Em princípio, diante do visível estado emocional do presidente do país, que não mede palavras para mostrar seu inconformismo com status quo, que entende que precisa ser mudado, na força e marra, sob pena de sequer haver eleição presidencial no próximo ano, ante forte suspeita de fraude, até possível que existam graves irregularidades por trás dos panos, porque, em caso contrário, o mandatário não teria chegado ao êxtase do desequilíbrio psíquico, somente comparável à loucura, à vista de tantas desarranjos que não condizem com a cartilha da diplomacia que os verdadeiros estadistas procuram seguir como máximo de fidelidade, porque isso apenas demonstra princípios e respeito à relevância do próprio cargo presidencial.

A defesa das questões relacionadas com o interesse público é própria dos estadistas cônscios dos seus deveres constitucionais, porque, do caso contrário, o magistrado poderá até incorrer em crime de prevaricação, agora é preciso que os procedimentos necessários sejam adotadas em perfeita harmonia com as regras da normalidade, em que estejam presentes os projetos apropriados e as devidas justificativas, formalizados sob argumentações absolutamente sintonizados com os objetivos capazes de satisfazerem o império do interesse público.

Ou seja, em qualquer parte do planeta, até mesmo nas piores republiquetas, as medidas de ordem administrativa são sempre concebidas em ambiente da normalidade estabelecida no ordenamento jurídico pátrio, evidentemente por meio do entendimento e do convencimento democráticos, com base nos argumentos superiores da real necessidade da sua aprovação para a exclusiva satisfação dos fins públicos.

Diante disso, causa enorme estranheza que o presidente da República exponha publicamente comportamento animalesco de agressão verbal contra autoridades da República, de outros poderes, na clara tentativa de intimidação, com à aprovação de normas, na base do grito, mediante a mudança no sistema eleitoral que ele sequer tem autoridade nem competência legal para discutir, senão para somente apresentar sugestão para o aprimoramento dele, porque esse político se mostra como um dos principais interessados na tratativa da questão, compreendendo que ele pretende se reeleger e não deveria se imiscuir, por questão ética, em assunto que compete exclusivamente à Justiça eleitoral, ante à competência constitucional dela.

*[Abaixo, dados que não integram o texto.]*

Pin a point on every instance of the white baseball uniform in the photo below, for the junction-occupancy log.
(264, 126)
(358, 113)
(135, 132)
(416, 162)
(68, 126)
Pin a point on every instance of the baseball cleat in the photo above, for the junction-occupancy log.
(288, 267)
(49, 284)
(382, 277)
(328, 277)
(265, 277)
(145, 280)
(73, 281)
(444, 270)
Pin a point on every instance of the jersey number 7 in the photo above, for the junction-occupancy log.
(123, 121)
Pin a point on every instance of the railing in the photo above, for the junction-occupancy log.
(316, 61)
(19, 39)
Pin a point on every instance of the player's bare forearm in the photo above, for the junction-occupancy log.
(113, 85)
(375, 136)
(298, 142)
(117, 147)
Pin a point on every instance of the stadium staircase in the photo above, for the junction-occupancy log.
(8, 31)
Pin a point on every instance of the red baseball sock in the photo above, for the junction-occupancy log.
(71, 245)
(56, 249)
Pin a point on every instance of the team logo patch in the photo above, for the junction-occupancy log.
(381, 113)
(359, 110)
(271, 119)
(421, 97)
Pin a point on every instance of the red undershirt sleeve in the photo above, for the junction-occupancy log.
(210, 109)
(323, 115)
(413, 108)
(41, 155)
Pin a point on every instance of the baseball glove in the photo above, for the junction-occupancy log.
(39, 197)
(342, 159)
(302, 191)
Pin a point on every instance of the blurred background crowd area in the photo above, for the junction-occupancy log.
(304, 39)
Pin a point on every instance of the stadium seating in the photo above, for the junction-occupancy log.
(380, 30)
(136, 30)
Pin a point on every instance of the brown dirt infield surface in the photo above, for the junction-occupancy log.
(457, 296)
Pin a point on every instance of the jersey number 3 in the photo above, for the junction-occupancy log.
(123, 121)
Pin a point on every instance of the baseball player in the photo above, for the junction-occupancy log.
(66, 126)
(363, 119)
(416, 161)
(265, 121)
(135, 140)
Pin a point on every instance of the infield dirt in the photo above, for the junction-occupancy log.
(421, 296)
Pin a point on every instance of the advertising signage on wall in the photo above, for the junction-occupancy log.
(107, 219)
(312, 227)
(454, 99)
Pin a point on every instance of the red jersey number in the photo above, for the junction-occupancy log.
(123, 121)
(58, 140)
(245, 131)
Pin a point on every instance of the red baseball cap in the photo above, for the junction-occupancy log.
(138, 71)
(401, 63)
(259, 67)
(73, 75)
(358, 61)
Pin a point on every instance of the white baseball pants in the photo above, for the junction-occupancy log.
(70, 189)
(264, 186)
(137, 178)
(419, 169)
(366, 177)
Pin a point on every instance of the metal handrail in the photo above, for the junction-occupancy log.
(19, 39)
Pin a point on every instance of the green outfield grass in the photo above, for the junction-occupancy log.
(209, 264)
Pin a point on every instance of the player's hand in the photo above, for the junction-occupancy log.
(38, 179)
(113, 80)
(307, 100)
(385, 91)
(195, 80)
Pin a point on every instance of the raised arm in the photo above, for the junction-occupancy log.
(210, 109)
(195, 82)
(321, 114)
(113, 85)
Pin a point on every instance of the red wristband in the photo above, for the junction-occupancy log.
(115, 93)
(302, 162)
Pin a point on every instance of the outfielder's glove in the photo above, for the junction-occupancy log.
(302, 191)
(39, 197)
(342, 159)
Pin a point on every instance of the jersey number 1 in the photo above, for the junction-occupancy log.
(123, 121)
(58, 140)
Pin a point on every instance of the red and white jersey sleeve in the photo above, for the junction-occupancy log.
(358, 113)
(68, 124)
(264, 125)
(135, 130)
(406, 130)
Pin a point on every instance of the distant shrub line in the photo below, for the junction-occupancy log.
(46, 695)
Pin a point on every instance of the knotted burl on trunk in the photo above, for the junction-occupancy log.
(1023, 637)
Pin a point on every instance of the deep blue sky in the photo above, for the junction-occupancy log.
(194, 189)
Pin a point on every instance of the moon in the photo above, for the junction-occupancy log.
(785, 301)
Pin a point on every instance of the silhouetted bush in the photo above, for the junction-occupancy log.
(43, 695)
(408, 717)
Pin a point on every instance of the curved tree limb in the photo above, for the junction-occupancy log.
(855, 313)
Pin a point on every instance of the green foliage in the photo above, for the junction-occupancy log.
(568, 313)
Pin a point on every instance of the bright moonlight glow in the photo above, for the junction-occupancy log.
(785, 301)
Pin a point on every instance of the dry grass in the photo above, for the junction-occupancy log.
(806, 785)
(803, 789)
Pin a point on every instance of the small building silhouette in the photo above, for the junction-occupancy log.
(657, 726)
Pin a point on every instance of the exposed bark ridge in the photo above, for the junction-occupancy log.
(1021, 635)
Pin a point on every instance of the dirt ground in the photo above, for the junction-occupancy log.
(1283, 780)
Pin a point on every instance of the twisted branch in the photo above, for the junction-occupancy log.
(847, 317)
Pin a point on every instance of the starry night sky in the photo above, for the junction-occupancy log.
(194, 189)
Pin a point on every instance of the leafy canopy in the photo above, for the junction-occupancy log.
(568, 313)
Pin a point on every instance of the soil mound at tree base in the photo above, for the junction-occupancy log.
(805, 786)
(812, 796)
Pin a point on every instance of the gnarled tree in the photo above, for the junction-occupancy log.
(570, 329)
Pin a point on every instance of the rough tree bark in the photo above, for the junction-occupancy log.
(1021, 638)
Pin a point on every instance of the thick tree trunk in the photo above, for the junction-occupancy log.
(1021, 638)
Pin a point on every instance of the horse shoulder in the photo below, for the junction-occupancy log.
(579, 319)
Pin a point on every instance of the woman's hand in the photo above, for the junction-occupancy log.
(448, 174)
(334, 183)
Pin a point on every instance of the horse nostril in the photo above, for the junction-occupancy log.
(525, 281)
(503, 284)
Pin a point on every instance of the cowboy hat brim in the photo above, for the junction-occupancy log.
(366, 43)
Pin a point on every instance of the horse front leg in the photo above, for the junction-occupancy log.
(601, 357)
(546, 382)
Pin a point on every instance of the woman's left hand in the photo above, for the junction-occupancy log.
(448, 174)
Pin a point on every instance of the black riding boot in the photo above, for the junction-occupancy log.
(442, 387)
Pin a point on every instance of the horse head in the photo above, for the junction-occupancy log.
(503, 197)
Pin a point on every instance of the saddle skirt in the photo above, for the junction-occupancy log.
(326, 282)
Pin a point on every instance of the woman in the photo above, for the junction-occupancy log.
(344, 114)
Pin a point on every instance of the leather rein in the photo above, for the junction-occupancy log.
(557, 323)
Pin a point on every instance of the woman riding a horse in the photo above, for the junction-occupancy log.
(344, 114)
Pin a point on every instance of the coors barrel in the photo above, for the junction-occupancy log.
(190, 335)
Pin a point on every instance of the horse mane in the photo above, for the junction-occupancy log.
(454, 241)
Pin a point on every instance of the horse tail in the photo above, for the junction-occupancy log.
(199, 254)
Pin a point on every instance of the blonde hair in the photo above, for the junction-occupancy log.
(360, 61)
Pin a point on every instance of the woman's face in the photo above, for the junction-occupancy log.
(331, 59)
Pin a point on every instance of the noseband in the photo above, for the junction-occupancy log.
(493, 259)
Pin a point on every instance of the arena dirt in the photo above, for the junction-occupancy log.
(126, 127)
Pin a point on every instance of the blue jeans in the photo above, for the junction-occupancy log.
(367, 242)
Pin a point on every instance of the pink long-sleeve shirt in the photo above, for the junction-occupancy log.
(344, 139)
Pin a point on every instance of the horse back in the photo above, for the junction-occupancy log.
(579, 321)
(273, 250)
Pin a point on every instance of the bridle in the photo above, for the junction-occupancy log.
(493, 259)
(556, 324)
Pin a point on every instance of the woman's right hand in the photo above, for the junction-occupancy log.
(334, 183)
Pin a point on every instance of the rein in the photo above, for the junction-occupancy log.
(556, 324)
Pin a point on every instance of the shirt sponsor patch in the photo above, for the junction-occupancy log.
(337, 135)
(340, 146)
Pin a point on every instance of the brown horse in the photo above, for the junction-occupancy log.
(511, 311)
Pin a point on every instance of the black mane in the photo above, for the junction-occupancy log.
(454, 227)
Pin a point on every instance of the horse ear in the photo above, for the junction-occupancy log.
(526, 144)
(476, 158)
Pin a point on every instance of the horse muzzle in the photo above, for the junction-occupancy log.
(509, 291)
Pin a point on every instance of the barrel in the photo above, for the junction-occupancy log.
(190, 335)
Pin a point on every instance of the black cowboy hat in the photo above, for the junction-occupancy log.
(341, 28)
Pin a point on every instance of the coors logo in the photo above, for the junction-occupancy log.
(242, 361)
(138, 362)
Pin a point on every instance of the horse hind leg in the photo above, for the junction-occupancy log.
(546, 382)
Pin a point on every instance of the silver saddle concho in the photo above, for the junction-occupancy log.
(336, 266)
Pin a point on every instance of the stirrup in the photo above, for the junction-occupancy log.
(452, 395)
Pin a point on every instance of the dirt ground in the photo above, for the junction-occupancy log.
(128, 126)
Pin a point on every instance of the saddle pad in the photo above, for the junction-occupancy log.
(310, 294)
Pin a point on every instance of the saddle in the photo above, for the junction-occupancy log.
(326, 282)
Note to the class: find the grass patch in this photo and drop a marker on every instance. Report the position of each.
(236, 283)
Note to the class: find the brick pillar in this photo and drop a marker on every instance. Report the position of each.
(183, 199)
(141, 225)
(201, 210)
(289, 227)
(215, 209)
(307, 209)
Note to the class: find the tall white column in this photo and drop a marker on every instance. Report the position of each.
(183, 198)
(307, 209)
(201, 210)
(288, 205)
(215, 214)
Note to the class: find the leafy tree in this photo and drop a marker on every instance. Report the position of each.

Em contraponto aos ataques irracionais do presidente do país contra o sistema eleitoral brasileiro e integrantes do Judiciário, presidentes de oito partidos se manifestaram em defesa da ordem democrática e em repúdio aos arroubos e abusos autoritários do presidente do país, que estão indo muito além da normalidade democrática e dos comezinhos princípios de civilidade, a ponto de ferir de morte os princípios constitucionais, com capacidade para causar rupturas institucionais, ante as absurdas e desmedidas agressões gratuitas, à vista da falta de elementos plausíveis para justificá-las.   

Enfim, o tema que se relaciona com o aprimoramento do sistema eleitoral, notadamente com o chamado “voto auditável”, por meio do voto impresso, precisa sim ser discutido com a maior rapidez possível, ante a exiguidade de tempo, mas, para tanto, é aconselhável que as questões que emanam para o cenário dos debates sejam tratadas apenas pelas autoridades competentes, nos termos constitucionais, observados, se for o caso, os princípios essenciais da real necessidade das mudanças e do respeito aos sentimentos de civilidade e humanismo, seguindo a melhor tradição dos países sérios e evoluídos, em termos políticos e democráticos.